Created 03-09-2017 09:21 PM
The directory for the database is mostly used to store table data, so there isn't a lot of difference if you are only going to use external tables. Is there any reason you want to use a different directory?
Created 03-16-2017 08:06 AM
Hi @sergey,
thanks for your answer. We have a usecase dependent directory structure where all data for a usecase is stored. The reason for that is the answer from @Ed Berezitsky. Every business unit has its own database with data stored in the usecase folder. So in my opinion it is better to have a external database because all data is stored external rather than having an internal database without any underlying tables.
What do you think about that?
Created 03-10-2017 02:27 PM
It's not about "better". Technically, there is no difference. But in a lot of companies, there are naming conventions for dirs, so you have to create DB in locations as per requirements. Also, it's a bit easier to manage security policies based on some structure of dirs instead of having flattened dirs in save location.

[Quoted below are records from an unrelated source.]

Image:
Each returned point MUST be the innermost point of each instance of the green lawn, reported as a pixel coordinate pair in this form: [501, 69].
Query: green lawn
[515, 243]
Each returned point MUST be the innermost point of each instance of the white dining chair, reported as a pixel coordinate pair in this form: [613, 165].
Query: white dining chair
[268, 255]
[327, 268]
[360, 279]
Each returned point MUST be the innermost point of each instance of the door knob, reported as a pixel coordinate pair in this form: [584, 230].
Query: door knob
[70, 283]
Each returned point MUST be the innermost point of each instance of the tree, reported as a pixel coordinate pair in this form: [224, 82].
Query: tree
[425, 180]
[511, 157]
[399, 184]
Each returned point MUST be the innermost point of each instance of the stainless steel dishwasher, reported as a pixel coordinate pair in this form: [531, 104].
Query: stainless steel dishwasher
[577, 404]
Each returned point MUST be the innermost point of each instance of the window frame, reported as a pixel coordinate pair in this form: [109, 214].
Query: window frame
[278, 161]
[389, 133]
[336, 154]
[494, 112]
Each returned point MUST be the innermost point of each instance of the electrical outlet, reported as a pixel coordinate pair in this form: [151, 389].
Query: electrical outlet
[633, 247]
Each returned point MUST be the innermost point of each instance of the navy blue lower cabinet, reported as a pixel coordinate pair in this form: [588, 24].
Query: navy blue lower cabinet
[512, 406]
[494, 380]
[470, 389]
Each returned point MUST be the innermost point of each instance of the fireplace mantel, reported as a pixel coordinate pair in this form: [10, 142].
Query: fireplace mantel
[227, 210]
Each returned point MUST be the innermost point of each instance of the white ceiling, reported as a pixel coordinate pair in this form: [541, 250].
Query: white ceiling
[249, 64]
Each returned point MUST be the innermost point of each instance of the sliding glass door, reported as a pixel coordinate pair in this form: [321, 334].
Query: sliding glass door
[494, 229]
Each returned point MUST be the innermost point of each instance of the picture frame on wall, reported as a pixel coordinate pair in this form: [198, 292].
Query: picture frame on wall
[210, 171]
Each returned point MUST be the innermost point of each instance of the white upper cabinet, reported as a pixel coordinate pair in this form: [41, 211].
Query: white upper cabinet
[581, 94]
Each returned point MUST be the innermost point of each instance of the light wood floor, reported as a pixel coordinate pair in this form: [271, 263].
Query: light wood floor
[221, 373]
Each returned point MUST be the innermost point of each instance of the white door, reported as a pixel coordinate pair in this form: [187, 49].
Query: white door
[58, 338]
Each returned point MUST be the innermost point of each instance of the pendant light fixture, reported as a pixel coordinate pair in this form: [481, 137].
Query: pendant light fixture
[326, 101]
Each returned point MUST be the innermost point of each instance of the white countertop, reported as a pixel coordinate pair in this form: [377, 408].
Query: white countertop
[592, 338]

Created 03-10-2017 03:36 PM
Hi @Florian Rabl. There is a very good discussion on internal and external tables - and what happens when you do or don't specify a location. It's located here - give it a look.
https://community.hortonworks.com/questions/63991/hive-location.html
My personal opinion is that only Internal tables should be stored in /apps/hive/warehouse, and that external tables should always be stored in a different location. But there is no hard & fast rule - I only favor that because it marks a clear line where internal and external tables are stored, and makes it easy to know just by looking at the filesystem if a table is internal or external.
Also don't forget that internal and external table data is treated differently when you issue a 'DROP TABLE' statement: HDFS data corresponding to the internal table is deleted, while HDFS data corresponding to the External table is not deleted. So external table data (in /apps/hive/warehouse) would not be deleted, and ends up being a 'straggler' in the filesystem when you drop other Internal tables or databases.
Created 03-10-2017 11:42 PM
There are also some restrictions, for example the target for the CTAS command (CREATE TABLE t1 AS SELECT ...) cannot be an external table. And Ranger plugin for Hive works best on managed (non-external) tables. I usually use external tables for raw data which can land anywhere on HDFS, and then create managed ORC tables from external ones.